Got it. I think it would be useful for readers to mention it in the draft.

[Med] I updated the text as follows :

   Likewise, it is out of scope of this document to specify the behavior
   to be followed by a DOTS client to send DOTS requests when multiple
   DOTS servers are provisioned (e.g., contact all DOTS servers, select
   one DOTS server among the list).  Such behavior is specified in other
   documents (e.g.,  [I-D.ietf-dots-multihoming]).

> 2:   "The DOTS client periodically repeats the mechanism to discover whether
> DOTS signal
>         channel messages with DTLS over UDP becomes available from the DOTS
>         server.."
>        -> Does this mean DOTS clients will not repeat this when it already
> has
>        DTLS over UDP connection?
>            What about if the client has DTLS over UDPv4? Does it try to check
>            DTLS over UDPv6? Also, is this logic MAY or SHOULD or don't want
> to
>            specify?

[Med] The client will retry when the cache flushes out:

   Note that the DOTS client after successfully establishing a
   connection MUST cache information regarding the outcome of each
   connection attempt for a specific time period, and it uses that
   information to avoid thrashing the network with subsequent attempts.

OK, but if you retry anyway after a certain time, why do you need to cache the results?
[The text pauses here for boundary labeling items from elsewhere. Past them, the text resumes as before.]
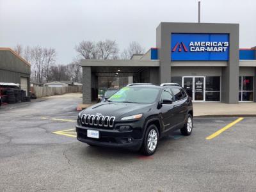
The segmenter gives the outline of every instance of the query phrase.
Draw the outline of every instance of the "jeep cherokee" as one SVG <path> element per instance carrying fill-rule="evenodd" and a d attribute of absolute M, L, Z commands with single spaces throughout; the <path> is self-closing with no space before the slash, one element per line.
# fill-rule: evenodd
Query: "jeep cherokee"
<path fill-rule="evenodd" d="M 79 113 L 77 138 L 90 145 L 140 149 L 153 154 L 159 138 L 193 129 L 191 99 L 177 86 L 134 84 Z"/>

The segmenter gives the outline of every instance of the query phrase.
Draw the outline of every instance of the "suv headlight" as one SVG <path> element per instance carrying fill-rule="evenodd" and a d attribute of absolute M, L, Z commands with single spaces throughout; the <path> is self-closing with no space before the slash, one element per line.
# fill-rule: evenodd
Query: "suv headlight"
<path fill-rule="evenodd" d="M 142 113 L 140 114 L 137 114 L 137 115 L 131 115 L 131 116 L 124 116 L 121 118 L 122 120 L 136 120 L 136 119 L 139 119 L 142 116 Z"/>
<path fill-rule="evenodd" d="M 79 113 L 78 113 L 78 118 L 81 118 L 82 113 L 83 113 L 83 111 L 80 111 Z"/>

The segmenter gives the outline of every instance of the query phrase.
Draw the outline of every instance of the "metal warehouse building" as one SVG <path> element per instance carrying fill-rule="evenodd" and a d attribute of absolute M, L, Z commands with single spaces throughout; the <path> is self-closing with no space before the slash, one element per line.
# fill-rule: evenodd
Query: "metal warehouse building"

[Med] “to avoid thrashing the network with subsequent attempts” as the text says. Also, caching avoids the inconvenience of selection during attack times. Typically, the client executes the HE procedure when it initializes and uses the outcome of the procedure for subsequent DOTS signal exchanges during a certain period. Please refer to this text in the draft:

   To overcome these connection setup problems, the DOTS client attempts

   to connect to its DOTS server(s) using both IPv6 and IPv4, and tries

   both DTLS over UDP and TLS over TCP in a manner similar to the Happy

   Eyeballs mechanism [RFC8305].  These connection attempts are

   performed by the DOTS client when it initializes, or in general when

   it has to select an address family and transport to contact its DOTS

   server.  The results of the Happy Eyeballs procedure are used by the

   DOTS client for sending its subsequent messages to the DOTS server.

> 3:   "DOTS agents SHOULD follow the data transmission guidelines discussed
>         in Section 3.1.3 of [RFC8085] and control transmission behavior by
>         not sending more than one UDP datagram per round-trip time (RTT) to
>         the peer DOTS agent on average."
>       ->  How about TCP connections?

[Med] TCP does not have the issue with non-confirmable messages. FWIW, RFC8323 states the following:

   The request/response interaction model of CoAP over TCP is the same
   as CoAP over UDP.  The primary differences are in the message layer.
   The message layer of CoAP over UDP supports optional reliability by
   defining four types of messages: Confirmable, Non-confirmable,
   Acknowledgment, and Reset.


   Since TCP eliminates the need for the message layer to support
   reliability, CoAP over reliable transports does not support
   Confirmable or Non-confirmable message types.

I see. Thanks for the clarification.